Serginusa
19 minutes ago
Really impressive stack — especially the quantization workflow with TensorRT/INT8 on Jetsons. We've been dealing with similar tradeoffs (speed vs segmentation accuracy) in other domain:
Curious — how many labeled fish images did you need before the quantized models stopped falling apart in production?
(Also, for anyone tracking W26, we've got OctaPulse on our prediction market: ingene.win/?utm_source=hn_comment&utm_medium=social&utm_campaign=mar2026)
rohxnsxngh
12 minutes ago
Thanks! The quantization tradeoffs have been a grind. We do not have an exact number but we found that a few thousand images was not enough once you account for the variance on farm. Lighting changes throughout the day, water clarity shifts between feedings, fish density varies by tank. Early on our calibration sets were too homogenous and the INT8 models would work great in testing and then fall apart when conditions shifted.

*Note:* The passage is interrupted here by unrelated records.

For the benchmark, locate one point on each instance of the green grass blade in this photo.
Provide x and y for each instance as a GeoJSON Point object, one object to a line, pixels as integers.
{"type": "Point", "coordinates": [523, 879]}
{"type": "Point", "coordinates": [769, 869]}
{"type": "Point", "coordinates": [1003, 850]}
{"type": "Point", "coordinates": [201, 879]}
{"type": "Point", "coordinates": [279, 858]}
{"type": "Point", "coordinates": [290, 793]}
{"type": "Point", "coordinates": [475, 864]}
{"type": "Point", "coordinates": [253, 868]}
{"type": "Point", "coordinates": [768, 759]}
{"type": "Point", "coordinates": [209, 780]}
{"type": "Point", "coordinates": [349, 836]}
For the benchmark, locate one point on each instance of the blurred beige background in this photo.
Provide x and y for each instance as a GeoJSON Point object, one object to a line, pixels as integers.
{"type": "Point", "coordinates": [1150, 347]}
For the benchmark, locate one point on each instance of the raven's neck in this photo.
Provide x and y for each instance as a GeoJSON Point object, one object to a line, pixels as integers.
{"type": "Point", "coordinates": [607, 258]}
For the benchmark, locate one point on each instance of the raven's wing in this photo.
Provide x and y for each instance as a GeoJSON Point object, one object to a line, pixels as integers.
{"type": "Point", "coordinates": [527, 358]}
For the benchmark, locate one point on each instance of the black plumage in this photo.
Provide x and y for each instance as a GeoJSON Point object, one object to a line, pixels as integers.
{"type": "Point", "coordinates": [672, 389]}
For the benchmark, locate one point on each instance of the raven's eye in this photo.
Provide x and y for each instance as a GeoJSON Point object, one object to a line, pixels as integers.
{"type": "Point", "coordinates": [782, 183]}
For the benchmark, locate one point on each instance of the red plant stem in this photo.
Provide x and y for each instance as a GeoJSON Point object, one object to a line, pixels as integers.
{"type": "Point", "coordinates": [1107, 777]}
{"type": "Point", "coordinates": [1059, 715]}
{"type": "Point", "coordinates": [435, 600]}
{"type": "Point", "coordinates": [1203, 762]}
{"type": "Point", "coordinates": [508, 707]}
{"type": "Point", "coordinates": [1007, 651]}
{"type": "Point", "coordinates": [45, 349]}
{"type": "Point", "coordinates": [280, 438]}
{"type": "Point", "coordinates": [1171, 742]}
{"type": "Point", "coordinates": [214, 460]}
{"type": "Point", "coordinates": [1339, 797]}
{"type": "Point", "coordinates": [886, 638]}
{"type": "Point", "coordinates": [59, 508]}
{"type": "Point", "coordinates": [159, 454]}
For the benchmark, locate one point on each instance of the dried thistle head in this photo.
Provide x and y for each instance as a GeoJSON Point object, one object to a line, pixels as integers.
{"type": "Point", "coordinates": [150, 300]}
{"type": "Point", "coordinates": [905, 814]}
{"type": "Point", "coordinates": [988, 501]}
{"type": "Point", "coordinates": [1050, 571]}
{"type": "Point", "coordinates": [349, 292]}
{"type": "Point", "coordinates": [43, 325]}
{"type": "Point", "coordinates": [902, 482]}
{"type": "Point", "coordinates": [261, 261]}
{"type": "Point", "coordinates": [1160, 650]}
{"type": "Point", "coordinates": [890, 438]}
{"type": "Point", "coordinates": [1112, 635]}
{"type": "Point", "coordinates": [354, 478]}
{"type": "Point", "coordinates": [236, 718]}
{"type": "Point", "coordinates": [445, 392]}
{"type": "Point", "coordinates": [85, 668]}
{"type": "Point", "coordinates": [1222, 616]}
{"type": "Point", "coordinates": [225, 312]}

We also found that segmentation required significantly fewer images compared to keypoint pose detection models. Segmentation generalizes faster since you are just finding body boundaries. Keypoints are more finicky because anatomical landmarks vary a lot more across species, life stages, and body deformation while swimming. We had to be much more intentional about diversity in the keypoint training data. What made the difference overall was building calibration sets that intentionally captured edge cases. Low light, high turbidity, dense occlusion, different life stages. We also started stratifying by time of day and tank conditions rather than just grabbing random frames. It is still not perfect but the models are much more stable now.